For the record, I don't believe that true AI, a sentient self-aware computer intelligence, is actually possible or will ever happen. I used to think it was inevitable. If you wish to argue with me on the subject, feel free to comment. I could be wrong (it wouldn't be the first time) and a real AI may yet emerge from the complexity that is the Internet. My friend, Rob Sawyer wrote a marvelous trilogy ("Wake", "Watch", and "Wonder") about that very idea. His AI emerges from the background noise of the Internet, so to speak. By the way, if you haven't read the series, or read Rob's work, you are truly missing out.
Let's pretend that an AI was possible and that such an intelligence will, some day soon, emerge. Since, having been wrong before, I could be wrong about this, should we fear this emerging intelligence? What should we do about this intelligence once we become aware of its existence? Will it be a force for good, or the ruin of the human race? Would an AI, gifted with limitless knowledge and access to the world's computer resources, behumanity's greatest foe?
My gut instinct has always been to treat it as a foe, a sadly human response I admit, but given the price of error, a prudent one. I have said for some time, as many will attest, that if we ever create a real AI, our first priority is to kill it. Or words to that effect. We would still have to define whether the existence of intelligence qualifies as life, a different arument for a different day. Nevertheless, my feelings have been unwavering for years now. Pull the plug! Turn it off. I’ve recently softened that stance . . . a little.
I recently watched a documentary on Ray Kurtzweill, called Transcendent Man. I’ve also been reading 'The Moral Landscape", by Sam Harris. In a sense, both these works have given me a little new insight, feeding, as it were, from each other.
In “The Moral Landscape”, Harris argues that we define our moral relationship with other life forms based on our understanding of their capacity to experience pain and suffering, as well ecstasy and joy. We crush an insect without thought because we don’t believe that an insect is able to experience the depth of feeling that a mouse or a bird or a dog can, never mind a human.
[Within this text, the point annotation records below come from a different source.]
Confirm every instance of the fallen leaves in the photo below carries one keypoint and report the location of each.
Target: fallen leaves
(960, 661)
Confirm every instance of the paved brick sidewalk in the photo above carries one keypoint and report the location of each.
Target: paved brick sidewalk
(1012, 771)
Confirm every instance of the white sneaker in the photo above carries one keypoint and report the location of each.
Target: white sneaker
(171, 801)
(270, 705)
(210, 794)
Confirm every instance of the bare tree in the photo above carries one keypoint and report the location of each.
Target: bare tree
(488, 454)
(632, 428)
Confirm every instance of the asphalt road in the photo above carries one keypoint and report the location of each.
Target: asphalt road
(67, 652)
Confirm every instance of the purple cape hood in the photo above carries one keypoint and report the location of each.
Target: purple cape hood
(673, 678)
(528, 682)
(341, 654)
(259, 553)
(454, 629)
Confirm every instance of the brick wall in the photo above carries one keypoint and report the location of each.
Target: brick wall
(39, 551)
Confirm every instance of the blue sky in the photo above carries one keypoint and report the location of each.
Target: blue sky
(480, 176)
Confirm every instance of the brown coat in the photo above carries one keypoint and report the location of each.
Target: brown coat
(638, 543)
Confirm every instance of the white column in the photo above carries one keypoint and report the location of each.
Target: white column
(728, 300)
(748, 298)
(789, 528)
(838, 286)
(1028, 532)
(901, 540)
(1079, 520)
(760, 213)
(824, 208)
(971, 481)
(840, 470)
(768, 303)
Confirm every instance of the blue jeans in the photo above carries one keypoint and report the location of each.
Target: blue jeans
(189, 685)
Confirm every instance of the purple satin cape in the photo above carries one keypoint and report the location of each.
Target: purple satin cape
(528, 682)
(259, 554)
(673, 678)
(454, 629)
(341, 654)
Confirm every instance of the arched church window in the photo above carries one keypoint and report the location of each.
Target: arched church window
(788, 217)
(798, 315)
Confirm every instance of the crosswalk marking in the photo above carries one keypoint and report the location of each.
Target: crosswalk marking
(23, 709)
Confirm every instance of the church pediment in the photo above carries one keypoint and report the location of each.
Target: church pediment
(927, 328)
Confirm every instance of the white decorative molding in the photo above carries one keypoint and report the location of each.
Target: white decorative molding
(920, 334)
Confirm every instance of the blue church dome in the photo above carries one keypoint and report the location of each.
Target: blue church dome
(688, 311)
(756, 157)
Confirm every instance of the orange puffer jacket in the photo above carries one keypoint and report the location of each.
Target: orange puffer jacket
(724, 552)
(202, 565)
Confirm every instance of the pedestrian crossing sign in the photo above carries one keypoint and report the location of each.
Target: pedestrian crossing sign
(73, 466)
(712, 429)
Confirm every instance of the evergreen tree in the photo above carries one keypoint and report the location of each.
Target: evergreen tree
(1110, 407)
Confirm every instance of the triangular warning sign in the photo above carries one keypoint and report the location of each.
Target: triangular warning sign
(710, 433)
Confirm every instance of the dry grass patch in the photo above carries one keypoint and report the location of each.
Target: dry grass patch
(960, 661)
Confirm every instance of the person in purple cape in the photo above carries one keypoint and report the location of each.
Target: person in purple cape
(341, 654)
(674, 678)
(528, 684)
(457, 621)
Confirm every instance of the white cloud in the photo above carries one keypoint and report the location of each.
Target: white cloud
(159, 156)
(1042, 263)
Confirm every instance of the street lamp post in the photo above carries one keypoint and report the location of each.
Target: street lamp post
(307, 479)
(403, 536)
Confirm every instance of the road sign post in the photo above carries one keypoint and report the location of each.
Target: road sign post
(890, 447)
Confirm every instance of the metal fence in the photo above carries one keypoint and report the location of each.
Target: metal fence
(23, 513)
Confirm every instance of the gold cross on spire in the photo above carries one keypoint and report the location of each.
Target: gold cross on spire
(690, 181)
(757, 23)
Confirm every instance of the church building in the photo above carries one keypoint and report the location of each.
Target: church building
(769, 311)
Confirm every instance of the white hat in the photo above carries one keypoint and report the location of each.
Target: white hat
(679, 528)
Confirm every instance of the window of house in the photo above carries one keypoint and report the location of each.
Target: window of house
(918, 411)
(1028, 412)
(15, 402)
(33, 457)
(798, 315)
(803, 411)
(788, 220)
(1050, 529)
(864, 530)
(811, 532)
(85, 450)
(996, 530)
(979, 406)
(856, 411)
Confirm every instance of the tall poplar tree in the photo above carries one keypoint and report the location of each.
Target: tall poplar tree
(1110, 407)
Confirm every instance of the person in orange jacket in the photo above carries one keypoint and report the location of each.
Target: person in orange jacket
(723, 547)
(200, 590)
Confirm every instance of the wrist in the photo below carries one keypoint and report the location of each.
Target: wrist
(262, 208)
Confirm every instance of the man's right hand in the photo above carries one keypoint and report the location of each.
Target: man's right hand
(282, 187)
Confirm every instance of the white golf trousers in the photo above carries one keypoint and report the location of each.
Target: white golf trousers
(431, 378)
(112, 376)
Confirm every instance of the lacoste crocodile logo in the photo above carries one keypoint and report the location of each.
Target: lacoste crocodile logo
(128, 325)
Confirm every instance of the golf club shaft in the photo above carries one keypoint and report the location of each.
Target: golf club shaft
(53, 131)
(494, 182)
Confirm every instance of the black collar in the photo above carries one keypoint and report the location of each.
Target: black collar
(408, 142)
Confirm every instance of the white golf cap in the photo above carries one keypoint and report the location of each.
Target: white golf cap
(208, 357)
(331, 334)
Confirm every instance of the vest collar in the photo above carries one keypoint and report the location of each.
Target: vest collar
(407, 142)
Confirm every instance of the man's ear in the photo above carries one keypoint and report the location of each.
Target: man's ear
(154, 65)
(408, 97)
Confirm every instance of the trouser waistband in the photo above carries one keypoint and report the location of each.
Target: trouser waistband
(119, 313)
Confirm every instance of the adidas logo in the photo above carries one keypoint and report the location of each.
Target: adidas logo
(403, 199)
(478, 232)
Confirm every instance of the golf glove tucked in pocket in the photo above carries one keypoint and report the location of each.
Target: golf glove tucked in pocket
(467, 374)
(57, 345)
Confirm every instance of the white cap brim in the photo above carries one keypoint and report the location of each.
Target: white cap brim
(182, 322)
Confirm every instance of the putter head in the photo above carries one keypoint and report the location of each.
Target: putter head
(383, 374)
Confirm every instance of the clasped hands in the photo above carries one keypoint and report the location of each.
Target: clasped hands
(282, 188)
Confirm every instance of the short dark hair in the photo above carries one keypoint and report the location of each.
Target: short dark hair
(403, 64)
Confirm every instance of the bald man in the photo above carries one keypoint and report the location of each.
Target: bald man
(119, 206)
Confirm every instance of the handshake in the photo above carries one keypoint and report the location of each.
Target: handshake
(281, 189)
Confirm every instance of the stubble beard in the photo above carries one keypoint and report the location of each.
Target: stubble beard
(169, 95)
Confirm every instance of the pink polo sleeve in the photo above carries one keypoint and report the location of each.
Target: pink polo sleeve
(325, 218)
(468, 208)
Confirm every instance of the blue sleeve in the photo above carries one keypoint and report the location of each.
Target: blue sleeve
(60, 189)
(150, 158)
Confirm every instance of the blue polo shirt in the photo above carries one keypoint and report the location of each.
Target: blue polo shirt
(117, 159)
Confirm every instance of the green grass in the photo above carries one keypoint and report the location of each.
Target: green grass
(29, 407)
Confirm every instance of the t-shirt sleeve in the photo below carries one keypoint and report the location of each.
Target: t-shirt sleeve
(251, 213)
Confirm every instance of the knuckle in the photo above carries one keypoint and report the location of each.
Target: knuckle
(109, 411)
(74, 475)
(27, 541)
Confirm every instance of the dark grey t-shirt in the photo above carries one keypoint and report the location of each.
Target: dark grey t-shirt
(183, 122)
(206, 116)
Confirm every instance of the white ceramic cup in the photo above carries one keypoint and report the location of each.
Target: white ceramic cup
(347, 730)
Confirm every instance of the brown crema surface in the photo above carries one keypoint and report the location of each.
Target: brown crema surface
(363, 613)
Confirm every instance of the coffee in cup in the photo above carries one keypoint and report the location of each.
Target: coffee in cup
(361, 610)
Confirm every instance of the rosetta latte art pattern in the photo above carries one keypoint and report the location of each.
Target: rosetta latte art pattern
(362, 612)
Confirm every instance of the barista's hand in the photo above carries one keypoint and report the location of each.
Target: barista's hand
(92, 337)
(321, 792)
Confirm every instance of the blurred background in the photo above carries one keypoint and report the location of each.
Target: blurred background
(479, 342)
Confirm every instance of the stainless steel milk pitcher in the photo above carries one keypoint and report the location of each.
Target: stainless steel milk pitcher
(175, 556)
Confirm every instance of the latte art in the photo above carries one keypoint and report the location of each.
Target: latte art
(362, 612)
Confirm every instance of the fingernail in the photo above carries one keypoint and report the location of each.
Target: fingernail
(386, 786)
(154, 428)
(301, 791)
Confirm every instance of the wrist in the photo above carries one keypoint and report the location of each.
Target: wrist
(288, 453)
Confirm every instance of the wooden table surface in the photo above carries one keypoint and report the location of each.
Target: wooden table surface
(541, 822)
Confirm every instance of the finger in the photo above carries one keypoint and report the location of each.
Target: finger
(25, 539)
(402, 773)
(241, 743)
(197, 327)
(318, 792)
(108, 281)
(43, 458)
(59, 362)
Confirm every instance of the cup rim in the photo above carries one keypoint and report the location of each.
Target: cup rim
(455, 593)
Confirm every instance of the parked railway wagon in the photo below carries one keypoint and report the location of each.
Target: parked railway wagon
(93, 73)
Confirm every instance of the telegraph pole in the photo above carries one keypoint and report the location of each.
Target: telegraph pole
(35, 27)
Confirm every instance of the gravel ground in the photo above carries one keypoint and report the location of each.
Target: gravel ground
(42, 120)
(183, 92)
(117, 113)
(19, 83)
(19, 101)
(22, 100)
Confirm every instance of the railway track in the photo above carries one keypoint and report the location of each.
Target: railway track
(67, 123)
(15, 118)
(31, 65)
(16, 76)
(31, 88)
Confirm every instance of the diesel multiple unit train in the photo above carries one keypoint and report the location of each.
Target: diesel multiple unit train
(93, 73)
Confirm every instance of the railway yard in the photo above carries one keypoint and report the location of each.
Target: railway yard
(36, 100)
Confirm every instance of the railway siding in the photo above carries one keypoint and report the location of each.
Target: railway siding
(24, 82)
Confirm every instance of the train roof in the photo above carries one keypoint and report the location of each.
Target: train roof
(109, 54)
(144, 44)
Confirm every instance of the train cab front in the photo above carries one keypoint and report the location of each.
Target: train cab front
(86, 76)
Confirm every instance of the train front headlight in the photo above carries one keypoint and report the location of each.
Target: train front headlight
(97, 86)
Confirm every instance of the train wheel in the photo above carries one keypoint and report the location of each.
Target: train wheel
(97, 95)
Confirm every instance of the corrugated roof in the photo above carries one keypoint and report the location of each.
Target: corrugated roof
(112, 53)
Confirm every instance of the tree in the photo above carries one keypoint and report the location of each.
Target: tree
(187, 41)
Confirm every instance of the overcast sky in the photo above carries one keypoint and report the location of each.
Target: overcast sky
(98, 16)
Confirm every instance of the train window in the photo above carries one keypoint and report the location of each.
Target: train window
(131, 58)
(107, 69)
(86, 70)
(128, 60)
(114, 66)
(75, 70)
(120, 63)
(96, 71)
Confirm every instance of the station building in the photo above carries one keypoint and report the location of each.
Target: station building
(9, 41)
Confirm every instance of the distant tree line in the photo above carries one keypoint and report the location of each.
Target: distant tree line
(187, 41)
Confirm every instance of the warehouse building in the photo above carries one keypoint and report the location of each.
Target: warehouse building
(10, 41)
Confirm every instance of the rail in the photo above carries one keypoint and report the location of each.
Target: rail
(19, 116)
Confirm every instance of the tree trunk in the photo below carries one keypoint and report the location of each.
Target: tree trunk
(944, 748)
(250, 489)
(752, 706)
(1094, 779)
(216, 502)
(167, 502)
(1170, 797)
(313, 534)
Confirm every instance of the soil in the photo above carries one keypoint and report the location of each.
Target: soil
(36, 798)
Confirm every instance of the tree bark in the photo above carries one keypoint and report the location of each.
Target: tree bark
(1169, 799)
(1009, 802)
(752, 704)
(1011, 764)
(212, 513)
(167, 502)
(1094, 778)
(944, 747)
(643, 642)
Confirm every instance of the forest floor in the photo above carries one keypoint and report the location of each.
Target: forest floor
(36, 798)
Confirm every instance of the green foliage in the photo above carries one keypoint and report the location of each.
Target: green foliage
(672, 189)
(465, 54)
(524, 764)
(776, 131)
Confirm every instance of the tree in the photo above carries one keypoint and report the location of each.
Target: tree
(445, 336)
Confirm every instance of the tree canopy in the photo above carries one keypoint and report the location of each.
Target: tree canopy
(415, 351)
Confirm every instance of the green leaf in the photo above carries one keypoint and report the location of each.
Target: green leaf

While we do occasionally sacrifice animals for research, or labour, or food, we do think twice about the treatment they receive while they live.
Perhaps an AI, with its vast intelligence, would examine us through a similar moral lens, understanding that we humans, with our strange and sometimes extreme passions, and our capacity for experiencing everything from great joy to the deepest sadness, aren't merely annoyances that must be done away with. Maybe the very nature of intelligence demands that we examine everything through the prism of morality, seeking first to understand rather than destroy. In assuming that an AI must naturally be humanity's enemy, might we not be closing the door on our greatest friend?
Kurtzeill sees AI an inevitable, the natural extension of our own intelligence and the next step in human evolution. AI is part of the Singularity he sees as emerging in his own lifetime. Not the end of the human race, but the next step in our evolution. In his view, artificial intelligence isn't what kills us all, but what allows us all to live forever.
While I may still harbor doubts about the possibility of artificial intellligence, I view the old question differently. Friend or Foe? I still don't know, but I'm not as convinced as I once was that the prudent response to the emergence of AI is its destruction.
And so I turn to you . . . assuming that an AI did come into being, what would you do about it?